With Father’s Day upon us, I thought I might indulge in a bit more personal commentary. As a senior, we all must deal with the issue of mortality. Whether it’s family members, friends, or our own. It was one year ago I lost my father. I still miss him terribly. He was my dad, teacher, confidant, and best friend. I could write forever about all I learned from him and our many experiences and adventures together. Perhaps someday, when the hurt lessens, I will put them all in a book. But if I learned one lesson from dad, it was to never take yourself or life too seriously. Watching over me now, I’m sure he’s troubled by how sad I get every time I think of him, but very pleased to know each of those times ends with a big smile.

Today I want to focus on Father’s Day from a father’s viewpoint. My viewpoint. I’ve told this tale many times. It begins with my beautiful and loving wife Trisha blessing our lives with three sons. The boys in turn have given us five precious grandchildren. I’m a lucky man. 

Here’s the story. When I was a young boy, I loved sports passionately, especially baseball. I practiced every day and just knew I would play professional baseball someday. Along the way, I also developed an interest for airplanes and flying. It created a dilemma. Then I set my life’s course. I would begin by playing professional baseball, and then launch my flying career. As time went on, I also got interested in communication and media. No problem. I would be a television sportscaster between flights.

Well, that was the plan. I would simply combine my three passions. Of course, somewhere along the line, I learned young teenage girls liked guys who played guitar, so I learned to play guitar and formed a band. I also discovered I liked to write, water skiing, fishing, boating, traveling, and teaching. Yes, I pretty much liked everything I tried.

In fairness, I did continue to play baseball, and was playing on a professional team when an arm injury ended that part of my plan. I then went full time into  flying, but the Viet Nam war came along.
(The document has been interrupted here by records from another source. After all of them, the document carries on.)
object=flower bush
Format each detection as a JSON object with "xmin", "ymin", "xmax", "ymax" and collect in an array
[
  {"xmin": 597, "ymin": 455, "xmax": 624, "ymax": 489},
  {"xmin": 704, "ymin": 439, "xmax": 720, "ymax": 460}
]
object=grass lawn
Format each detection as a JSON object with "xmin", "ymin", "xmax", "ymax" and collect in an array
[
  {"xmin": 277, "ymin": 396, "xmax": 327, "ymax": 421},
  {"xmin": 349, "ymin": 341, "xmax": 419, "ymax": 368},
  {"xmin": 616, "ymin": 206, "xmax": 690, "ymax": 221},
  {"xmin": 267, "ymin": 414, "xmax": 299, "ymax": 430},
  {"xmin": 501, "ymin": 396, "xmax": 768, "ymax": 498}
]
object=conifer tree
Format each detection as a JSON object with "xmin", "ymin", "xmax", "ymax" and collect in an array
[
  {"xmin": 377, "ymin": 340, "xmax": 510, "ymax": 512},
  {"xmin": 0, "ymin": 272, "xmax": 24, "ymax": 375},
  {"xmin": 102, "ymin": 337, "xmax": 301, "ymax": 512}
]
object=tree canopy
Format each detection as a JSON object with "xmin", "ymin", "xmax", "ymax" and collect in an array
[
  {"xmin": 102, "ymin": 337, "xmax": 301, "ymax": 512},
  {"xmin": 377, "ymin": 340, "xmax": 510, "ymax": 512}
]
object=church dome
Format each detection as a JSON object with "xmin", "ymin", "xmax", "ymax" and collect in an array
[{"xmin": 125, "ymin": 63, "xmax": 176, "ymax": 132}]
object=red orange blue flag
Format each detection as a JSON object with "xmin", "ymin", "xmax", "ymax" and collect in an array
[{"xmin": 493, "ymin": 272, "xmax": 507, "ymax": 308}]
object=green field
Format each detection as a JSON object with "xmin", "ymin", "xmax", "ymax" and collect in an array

Then as they say, life happened. After a long stint in the Air Force, I went back to school and decided to become a college professor. Was I disappointed. A bit. But I enjoyed every day of my vocation and never ever considered it work. It was a great career.

So, what’s the point of this tangled biography. Well, one day after our boys had become adults, I was getting acquainted with a new friend who was asking me about my family. He asked what my boys did for a living. I said, “Well, when Michael graduated from college he became a sportscaster and is now a sports producer, David got a business degree and has now become a commercial pilot, and Daniel was drafted and played professional baseball and now owns his own sports complex.” As I said the words, the hair stood up on the back of my neck. I realized the boys had done all the things I wanted to do when I was a kid. It was an incredible moment. On this Father’s Day, as a father, I want to salute my sons. Not so much because they chose professions I dreamed about, but because they each have a strong work ethic.  That makes me very proud. Thanks guys, I love you very much. 

Happy Father’s Day dad. We miss you.